Watson Lake Airport is located 5 NM west of Watson Lake, Yukon, Canada, and is operated by the Yukon government. The paved asphalt runway is 5504 × 150 ft land is at an elevation of 2255 ft.

==Historical airline service==

Commencing in the early 1940s, scheduled passenger service was operated in the past by Canadian Pacific Air Lines and its successors CP Air and Canadian Airlines International to Vancouver, British Columbia; Edmonton, Alberta; Whitehorse, Yukon; Fort Nelson, British Columbia; Fort St. John, British Columbia and Prince George, British Columbia. CP Air served the airport with Boeing 737-200 jetliners during the 1970s with direct, no change of plane flights to all of the above destinations; however, this jet service ended as a result of deregulation. Other Canadian Pacific flights into the airport over the years were operated with such twin engine prop aircraft as the Lockheed Lodestar, the Douglas DC-3 and the Convair 240 as well as with the larger, four engine Douglas DC-6B propliner and the Bristol Britannia turboprop.

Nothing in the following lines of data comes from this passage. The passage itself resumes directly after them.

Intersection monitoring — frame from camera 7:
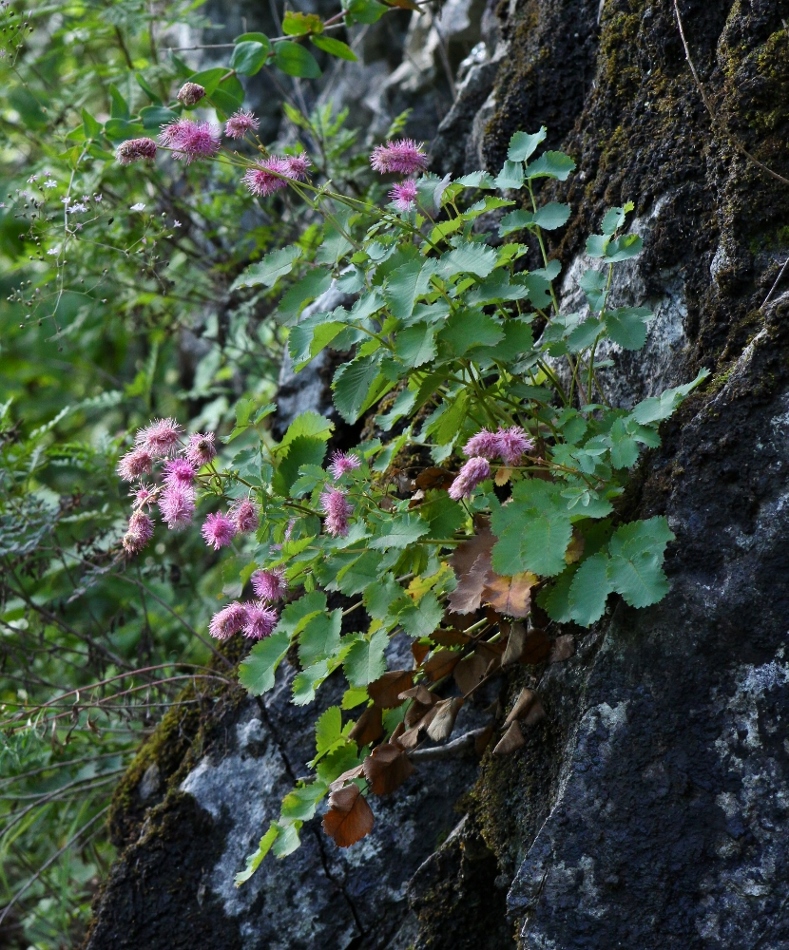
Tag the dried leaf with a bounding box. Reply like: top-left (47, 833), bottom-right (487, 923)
top-left (493, 721), bottom-right (526, 755)
top-left (422, 650), bottom-right (460, 683)
top-left (362, 742), bottom-right (414, 795)
top-left (367, 670), bottom-right (414, 709)
top-left (454, 650), bottom-right (490, 696)
top-left (482, 571), bottom-right (538, 617)
top-left (427, 696), bottom-right (463, 742)
top-left (348, 706), bottom-right (384, 749)
top-left (323, 784), bottom-right (375, 848)
top-left (548, 633), bottom-right (575, 663)
top-left (448, 527), bottom-right (496, 614)
top-left (416, 466), bottom-right (455, 489)
top-left (504, 689), bottom-right (537, 725)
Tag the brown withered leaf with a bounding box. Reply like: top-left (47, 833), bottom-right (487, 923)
top-left (362, 742), bottom-right (414, 795)
top-left (329, 765), bottom-right (362, 792)
top-left (397, 683), bottom-right (436, 706)
top-left (348, 706), bottom-right (384, 749)
top-left (548, 633), bottom-right (575, 663)
top-left (504, 689), bottom-right (537, 725)
top-left (454, 650), bottom-right (490, 696)
top-left (367, 670), bottom-right (414, 709)
top-left (415, 466), bottom-right (455, 489)
top-left (482, 571), bottom-right (538, 618)
top-left (448, 527), bottom-right (496, 614)
top-left (493, 720), bottom-right (526, 755)
top-left (422, 650), bottom-right (460, 683)
top-left (323, 784), bottom-right (375, 848)
top-left (427, 696), bottom-right (463, 742)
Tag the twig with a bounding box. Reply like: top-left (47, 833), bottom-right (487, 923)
top-left (674, 0), bottom-right (789, 185)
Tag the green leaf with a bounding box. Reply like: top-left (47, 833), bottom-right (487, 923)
top-left (235, 821), bottom-right (279, 887)
top-left (608, 517), bottom-right (674, 607)
top-left (238, 621), bottom-right (290, 696)
top-left (343, 629), bottom-right (389, 686)
top-left (397, 593), bottom-right (444, 638)
top-left (507, 125), bottom-right (548, 162)
top-left (299, 609), bottom-right (342, 667)
top-left (310, 36), bottom-right (358, 63)
top-left (526, 152), bottom-right (575, 181)
top-left (274, 40), bottom-right (321, 79)
top-left (230, 244), bottom-right (301, 290)
top-left (230, 40), bottom-right (271, 76)
top-left (568, 552), bottom-right (613, 627)
top-left (332, 353), bottom-right (385, 422)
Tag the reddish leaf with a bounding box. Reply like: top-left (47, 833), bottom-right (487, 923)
top-left (367, 670), bottom-right (414, 709)
top-left (427, 696), bottom-right (463, 742)
top-left (363, 742), bottom-right (414, 795)
top-left (323, 784), bottom-right (375, 848)
top-left (454, 650), bottom-right (490, 696)
top-left (422, 650), bottom-right (460, 683)
top-left (348, 706), bottom-right (384, 749)
top-left (493, 721), bottom-right (526, 755)
top-left (482, 571), bottom-right (538, 617)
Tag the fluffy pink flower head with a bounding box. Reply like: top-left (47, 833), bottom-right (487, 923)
top-left (449, 458), bottom-right (490, 501)
top-left (115, 138), bottom-right (156, 165)
top-left (321, 488), bottom-right (353, 538)
top-left (200, 512), bottom-right (236, 551)
top-left (389, 180), bottom-right (417, 211)
top-left (329, 452), bottom-right (362, 478)
top-left (463, 429), bottom-right (499, 459)
top-left (117, 446), bottom-right (153, 482)
top-left (496, 426), bottom-right (534, 465)
top-left (243, 600), bottom-right (279, 640)
top-left (175, 82), bottom-right (205, 106)
top-left (159, 119), bottom-right (221, 165)
top-left (208, 601), bottom-right (247, 640)
top-left (250, 569), bottom-right (288, 603)
top-left (134, 419), bottom-right (182, 458)
top-left (159, 485), bottom-right (195, 529)
top-left (229, 498), bottom-right (260, 534)
top-left (123, 511), bottom-right (153, 554)
top-left (164, 458), bottom-right (196, 488)
top-left (225, 109), bottom-right (260, 139)
top-left (184, 432), bottom-right (216, 468)
top-left (370, 139), bottom-right (427, 175)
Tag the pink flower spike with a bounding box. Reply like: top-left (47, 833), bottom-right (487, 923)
top-left (159, 485), bottom-right (195, 530)
top-left (123, 511), bottom-right (153, 554)
top-left (116, 446), bottom-right (153, 482)
top-left (134, 419), bottom-right (183, 458)
top-left (163, 458), bottom-right (196, 488)
top-left (250, 568), bottom-right (288, 603)
top-left (200, 512), bottom-right (236, 551)
top-left (449, 458), bottom-right (490, 501)
top-left (321, 488), bottom-right (353, 538)
top-left (463, 429), bottom-right (499, 459)
top-left (370, 139), bottom-right (427, 175)
top-left (329, 452), bottom-right (362, 479)
top-left (243, 601), bottom-right (279, 640)
top-left (184, 432), bottom-right (216, 468)
top-left (228, 498), bottom-right (260, 534)
top-left (389, 179), bottom-right (417, 211)
top-left (115, 138), bottom-right (156, 165)
top-left (225, 109), bottom-right (260, 139)
top-left (495, 426), bottom-right (534, 465)
top-left (208, 601), bottom-right (247, 640)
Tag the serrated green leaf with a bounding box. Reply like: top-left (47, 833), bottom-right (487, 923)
top-left (507, 125), bottom-right (548, 162)
top-left (343, 629), bottom-right (389, 686)
top-left (238, 621), bottom-right (290, 696)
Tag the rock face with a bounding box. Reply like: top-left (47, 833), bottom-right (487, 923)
top-left (87, 0), bottom-right (789, 950)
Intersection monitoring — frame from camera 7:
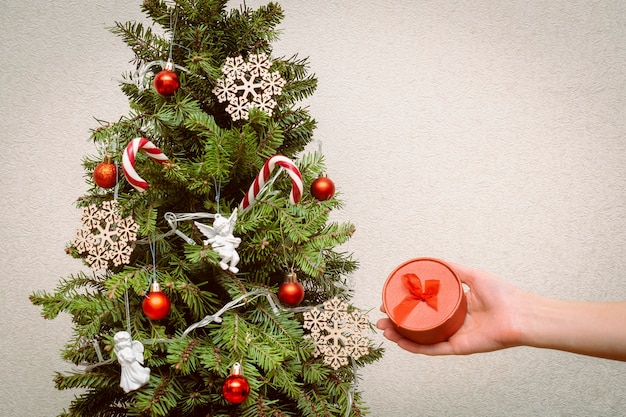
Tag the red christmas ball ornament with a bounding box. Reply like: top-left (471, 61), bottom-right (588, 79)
top-left (141, 282), bottom-right (170, 320)
top-left (93, 155), bottom-right (117, 188)
top-left (222, 362), bottom-right (250, 404)
top-left (311, 175), bottom-right (335, 201)
top-left (152, 61), bottom-right (180, 97)
top-left (278, 272), bottom-right (304, 307)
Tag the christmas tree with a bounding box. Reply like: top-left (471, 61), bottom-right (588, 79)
top-left (31, 0), bottom-right (382, 417)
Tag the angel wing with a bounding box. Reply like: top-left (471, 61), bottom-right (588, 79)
top-left (133, 340), bottom-right (144, 365)
top-left (193, 222), bottom-right (217, 245)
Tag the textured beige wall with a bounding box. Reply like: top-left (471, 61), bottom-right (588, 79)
top-left (0, 0), bottom-right (626, 417)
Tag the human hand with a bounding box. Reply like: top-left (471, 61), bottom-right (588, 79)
top-left (376, 263), bottom-right (527, 355)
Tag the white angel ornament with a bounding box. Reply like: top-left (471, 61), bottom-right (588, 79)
top-left (113, 331), bottom-right (150, 393)
top-left (194, 209), bottom-right (241, 274)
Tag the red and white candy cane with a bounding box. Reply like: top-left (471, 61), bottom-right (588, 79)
top-left (122, 138), bottom-right (168, 192)
top-left (240, 155), bottom-right (303, 210)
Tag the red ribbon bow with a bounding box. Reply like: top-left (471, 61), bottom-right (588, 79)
top-left (393, 274), bottom-right (440, 323)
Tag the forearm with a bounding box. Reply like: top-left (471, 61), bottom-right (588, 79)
top-left (520, 294), bottom-right (626, 361)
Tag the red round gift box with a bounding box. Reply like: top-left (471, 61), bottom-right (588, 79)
top-left (383, 258), bottom-right (467, 344)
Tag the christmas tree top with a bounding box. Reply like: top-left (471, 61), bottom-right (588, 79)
top-left (31, 0), bottom-right (382, 417)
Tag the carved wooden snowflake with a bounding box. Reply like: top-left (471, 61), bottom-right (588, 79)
top-left (213, 53), bottom-right (285, 120)
top-left (73, 200), bottom-right (139, 270)
top-left (303, 297), bottom-right (369, 369)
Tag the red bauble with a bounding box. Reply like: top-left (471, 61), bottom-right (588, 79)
top-left (141, 282), bottom-right (170, 320)
top-left (311, 176), bottom-right (335, 201)
top-left (222, 363), bottom-right (250, 404)
top-left (153, 61), bottom-right (180, 97)
top-left (278, 272), bottom-right (304, 307)
top-left (93, 156), bottom-right (117, 188)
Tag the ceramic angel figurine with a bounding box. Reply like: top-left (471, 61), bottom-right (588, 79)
top-left (194, 209), bottom-right (241, 274)
top-left (113, 332), bottom-right (150, 393)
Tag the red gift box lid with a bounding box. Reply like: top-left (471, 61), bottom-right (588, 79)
top-left (383, 258), bottom-right (467, 344)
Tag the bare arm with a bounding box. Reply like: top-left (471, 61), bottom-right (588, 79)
top-left (377, 265), bottom-right (626, 361)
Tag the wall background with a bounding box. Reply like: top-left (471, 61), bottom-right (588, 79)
top-left (0, 0), bottom-right (626, 417)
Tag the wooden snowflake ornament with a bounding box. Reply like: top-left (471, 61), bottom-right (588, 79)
top-left (213, 53), bottom-right (285, 120)
top-left (303, 297), bottom-right (370, 369)
top-left (73, 200), bottom-right (139, 271)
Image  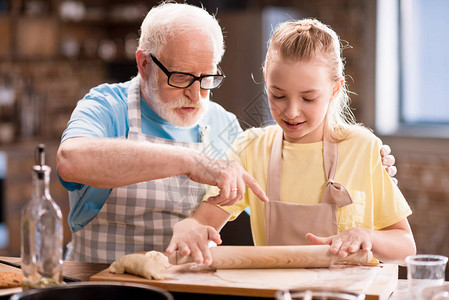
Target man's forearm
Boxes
[57,138,193,188]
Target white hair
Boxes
[138,2,224,63]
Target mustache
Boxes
[168,96,207,108]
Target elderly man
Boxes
[57,3,394,262]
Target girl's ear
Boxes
[136,49,151,80]
[331,77,345,100]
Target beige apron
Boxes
[66,76,209,263]
[266,130,352,245]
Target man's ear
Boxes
[136,49,151,80]
[332,77,345,100]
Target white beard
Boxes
[145,81,209,128]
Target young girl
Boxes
[167,19,416,265]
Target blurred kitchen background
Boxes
[0,0,449,279]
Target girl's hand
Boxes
[306,227,373,257]
[166,218,221,266]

Passenger service was also provided in the mid 1990s by several regional and commuter airlines such as Central Mountain Air flying Beechcraft twin turboprop aircraft and Alkan Air operating Piper Navajo aircraft.

As of September 12, 2016, Alkan Air resumed thrice-weekly scheduled service between Watson Lake and Whitehorse. The service ended at the end of September 2018.